Tuesday, March 14, 2006

The Article What I Writed

The article I sent to the newspaper this week was partly inspired by/shamelessly ‘borrowed’ from Lesley and a piece she wrote here a while back. Coincidentally, when I was searching for it on Sunday, I stumbled across the fact that today is her birthday. So many happy returns, thanks for the idea and please don’t sue me.


Like many people who work in offices, large proportions of my day can be spent in front of a computer screen, working productively and definitely NOT ‘spanking my penguin’ or testing the limits of the company’s policy on accessing inappropriate websites. Occasionally, if the work goes through a mundane or repetitive spell, I’ll look for ways to inject a bit of light-hearted banter into proceedings to cheer up my esteemed co-workers. (Unfortunately I’ve had to cease the practice of signing off emails with the hilarious “may the force be with you” after my boss was detained for a speeding violation and had trouble seeing the funny side.)

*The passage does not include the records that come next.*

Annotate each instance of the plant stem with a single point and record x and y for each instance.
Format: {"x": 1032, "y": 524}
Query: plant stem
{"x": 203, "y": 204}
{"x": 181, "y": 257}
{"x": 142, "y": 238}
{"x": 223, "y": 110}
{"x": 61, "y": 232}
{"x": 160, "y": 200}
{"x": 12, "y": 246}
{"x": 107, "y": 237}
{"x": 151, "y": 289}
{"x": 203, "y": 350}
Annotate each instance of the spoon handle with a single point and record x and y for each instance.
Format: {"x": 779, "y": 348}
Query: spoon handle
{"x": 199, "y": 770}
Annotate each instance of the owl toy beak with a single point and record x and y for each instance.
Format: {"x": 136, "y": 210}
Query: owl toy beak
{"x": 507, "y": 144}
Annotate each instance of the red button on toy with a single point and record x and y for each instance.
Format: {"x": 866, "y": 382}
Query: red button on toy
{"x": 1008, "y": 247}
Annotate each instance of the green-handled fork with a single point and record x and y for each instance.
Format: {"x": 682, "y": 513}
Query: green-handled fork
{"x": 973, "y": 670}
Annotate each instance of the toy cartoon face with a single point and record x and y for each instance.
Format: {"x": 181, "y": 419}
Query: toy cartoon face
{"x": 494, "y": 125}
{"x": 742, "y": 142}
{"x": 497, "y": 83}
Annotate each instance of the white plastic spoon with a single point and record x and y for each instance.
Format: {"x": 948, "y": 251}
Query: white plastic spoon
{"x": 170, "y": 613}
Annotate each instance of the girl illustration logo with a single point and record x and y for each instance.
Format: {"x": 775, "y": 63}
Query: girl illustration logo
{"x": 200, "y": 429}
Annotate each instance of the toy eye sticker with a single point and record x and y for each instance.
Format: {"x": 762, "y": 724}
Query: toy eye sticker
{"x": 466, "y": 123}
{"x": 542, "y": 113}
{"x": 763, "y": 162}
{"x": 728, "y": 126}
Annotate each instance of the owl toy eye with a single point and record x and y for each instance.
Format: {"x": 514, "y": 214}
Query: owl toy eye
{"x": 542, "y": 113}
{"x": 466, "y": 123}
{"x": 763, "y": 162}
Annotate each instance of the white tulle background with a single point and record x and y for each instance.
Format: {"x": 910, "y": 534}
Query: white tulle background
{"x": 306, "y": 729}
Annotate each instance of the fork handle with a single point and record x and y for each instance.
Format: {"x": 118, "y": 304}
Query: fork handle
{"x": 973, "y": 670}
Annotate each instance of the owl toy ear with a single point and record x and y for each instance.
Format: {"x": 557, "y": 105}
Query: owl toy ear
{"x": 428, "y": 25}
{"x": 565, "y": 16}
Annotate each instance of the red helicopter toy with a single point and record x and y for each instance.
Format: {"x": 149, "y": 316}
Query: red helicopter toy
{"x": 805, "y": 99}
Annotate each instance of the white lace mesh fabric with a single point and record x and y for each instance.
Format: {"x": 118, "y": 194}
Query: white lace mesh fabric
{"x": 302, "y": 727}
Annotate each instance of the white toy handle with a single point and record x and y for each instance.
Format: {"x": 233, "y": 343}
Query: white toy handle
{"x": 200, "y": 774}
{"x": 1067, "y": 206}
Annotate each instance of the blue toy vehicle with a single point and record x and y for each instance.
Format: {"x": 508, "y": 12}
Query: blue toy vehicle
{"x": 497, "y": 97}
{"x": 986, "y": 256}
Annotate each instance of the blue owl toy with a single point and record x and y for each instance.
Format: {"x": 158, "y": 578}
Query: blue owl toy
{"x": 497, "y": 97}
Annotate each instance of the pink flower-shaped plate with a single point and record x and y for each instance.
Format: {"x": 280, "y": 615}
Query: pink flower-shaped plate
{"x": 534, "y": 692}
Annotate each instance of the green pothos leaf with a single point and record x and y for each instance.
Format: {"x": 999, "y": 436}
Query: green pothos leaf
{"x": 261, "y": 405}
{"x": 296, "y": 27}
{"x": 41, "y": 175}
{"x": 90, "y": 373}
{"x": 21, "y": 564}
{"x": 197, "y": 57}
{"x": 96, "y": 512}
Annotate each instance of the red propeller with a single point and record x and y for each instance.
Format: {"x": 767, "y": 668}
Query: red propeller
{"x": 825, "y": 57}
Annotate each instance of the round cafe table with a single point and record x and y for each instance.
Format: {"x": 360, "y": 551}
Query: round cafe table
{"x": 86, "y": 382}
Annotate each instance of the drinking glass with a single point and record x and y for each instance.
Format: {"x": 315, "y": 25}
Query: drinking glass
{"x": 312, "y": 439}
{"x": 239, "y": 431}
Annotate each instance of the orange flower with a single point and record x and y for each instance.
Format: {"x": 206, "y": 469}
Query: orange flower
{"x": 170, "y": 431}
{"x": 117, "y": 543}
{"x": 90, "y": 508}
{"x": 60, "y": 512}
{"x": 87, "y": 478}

Last week, I was looking to spice up the ending of a report with an inspirational quotation or two and felt quite pleased with myself as I plumped for Captain Kirk’s finest hour by typing “to boldly go where no company has gone before”.

Now, I realise that many of you have just gasped in horror, clutched your cheeks and screamed, “Sweet Jesus Neil! Surely you know that splitting the infinitive “to go” with the cumbersome adverb “boldly” is a heinous crime against the English language, punishable by detention, 500 lines and a damn good thrashing?” Reading over the sentence I’d typed, my initial reaction was similar, brought on, no doubt, by the graphic memory of a belt-wielding English teacher with a passion for conjugation. Of verbs.

But I liked the way the phrase sounded so I decided to undertake some research to establish the extent of my grammatical crime. A fascinating website called askoxford.com confirmed that not only was my sentence acceptable in the eyes of grammar gurus everywhere, the English language itself is a hilarious minefield designed by some joker with the express intent of tripping us up at every turn.

For example, who among us hasn’t been embroiled in intense dinner party conversations and agonised over whether to say “the person was laid on the table” or “the person was lain on the table”. Similarly, all manner of social embarrassment might ensue after the meal when one is debating whether to ask, “would you like to go to a hotel” or “would you like to go to an hotel”. And if you overheard your partner describing your hotel ‘performance’ to her best friend on the phone, which of these two linguistic offerings would make you cringe more – “the whole thing took less than five minutes” or “the whole thing took fewer than five minutes”.

My research instilled a new found respect for those who learn English as a second language especially when it comes to irregular verbs. Who decided, for example, that the rule for ‘ring – rang’ and ‘sing – sang’ should not be extended to the word ‘bring’. How much richer would our language be, I wonder, if we allowed kids to make proud statements such as, “I brang my potty through to the living room to let granny see what I done.”

Of course many of the changes in our use of English have come (camed?) about because of our American cousins and their quaint invent-our-own-language custom. One of my favourites is the word “winningest” which is widely used in sports reporting in the States. Thankfully, I think it’ll be a while yet before we hear Chick Young say something like “Alex McLeish is the winningest Scottish football manager in Champions League history”, not least because winning only one game in eight hardly constitutes success.

I could go on and on about comedy adjectives but if you’re still not convinced that the English language was created by someone with a wicked sense of humour, ask yourself this. Who decided it would be a good idea to put an ‘s’ in the world ‘lisp’?

7 Comments:

At 14/3/06 9:58 am, Blogger Lesley said...

Me a muse? Who'd have thunk it?.
(and so young too, thanks for birthday wishes)

 
At 14/3/06 3:54 pm, Blogger The Other Half said...

that's because...like my shirt says...we make our own rules

 
At 16/3/06 7:37 am, Blogger Lesley said...

And another thing....... This other americanism — "truthiness"? What can it possibly mean?

 
At 16/3/06 9:47 pm, Blogger Neil said...

I have to admit I've never come across that one. Although I can well imagine it being used a lot in the White House.

"Honest Mr President, this report on WOMD has more than a ring of truthiness about it."

"That's good enough for me. Bomb the bastards."

 
At 20/3/06 7:27 pm, Blogger DC said...

Neil,

Who cares about all this stuff - apart from you obviously.

If I learned anything from our English teacher ,Pervy Myles - " Surely you can't miss the sexual references in this one Neil - stay behind for extra lessons" -it's that language is constantly total evolving & stuff, If you don't accecpt this, you're total wide or hot & will get dingyed .

Catch,

DC

 
At 20/3/06 7:31 pm, Blogger DC said...

....... and another thing, did you really wroted your article, methinks you maybe typed it.

 
At 20/3/06 9:03 pm, Blogger Neil said...

"Methinks"??? Is that you're example of language constantly evolving grandad???